I told him that I could not speak about his experience, but that my father had graduated from the same school before he had been there. I explained that my father had a reading problem, had made it through on main force, and had spent his life as a farmer in Bell Buckle being a good influence on the community. Perhaps, I said, he was not a wealty man or successful in the eyes of the larger scheme of things, but he had been honest and diligent in his pursuit of contributing to the community. The school still does that, I pointed out, and such is a good education.
The man stopped for a second. “You made a very good case,” he said. Then we went on to another subject. I felt pretty good about what I told him, and I still hold that how you contribute to the community is the only reflection on education that has meaning.

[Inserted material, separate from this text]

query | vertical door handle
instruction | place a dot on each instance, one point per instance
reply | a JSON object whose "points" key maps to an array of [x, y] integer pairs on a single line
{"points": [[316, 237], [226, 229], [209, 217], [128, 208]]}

Broad is just another wealthy man with hubris. Kings and Queens of Europe were filled with this during the age of European ascendancy. Now wealth has produced an aristocracy in our own society. I have heard tales of company parties wherein the employees stand and applaud when the owner of the business comes into the room. We witness the Gates-Koch Effect, wherein the individual forgets that his bones will lie under the sod with all of us before the blink of an eye where time is concerned. Because their treasure on earth is so great, they perceive themselves in an inflated societal role. They would do well to read the parable of the rich man and Lazrus
Someday, I hope to see wealthy people act like so many I have known, humble and attentive to their communities. There are a lot of good wealthy people. They should speak up.
Correction:
“The Kochs have spent a fortune pushing American politics and policy to the REGRESSIVE REACTIONARY XTIAN FUNDIE right.
Hey. Here’s an idea. Why not replace all our university departments with ones sponsored by oligarchs? This would be certain to encourage academic freedom and the scholarly critique and competition among ideas within the Academy so essential to Democracy. So, we could have. . . .
The Koch School of Economics
The Laurene Powell Jobs Computer Science School
The Eli Broad and Bill Gates School of Education Deform and Privatization
The Sackler/DeVos/Trump School of Business
The Elizabeth Holmes College of Biological Sciences
The Martin Shkreli College of Pharmacy
The Vladimir Putin School of Foreign Relations
The Rupert Murdoch School of Journalism
The Jeffrey Epstein Modeling School and Talent Agency
To ensure that these adhere to free market principles, they could be operated as for-profit charters within our universities, returning the initial investments back to the founders, or their heirs, over time.
Frederick Hess advised your suggestion in an article co-written with the manager of a Gates-funded ed organization, posted at Philanthropy Roundtable,”Don’t Surrender the Academy”.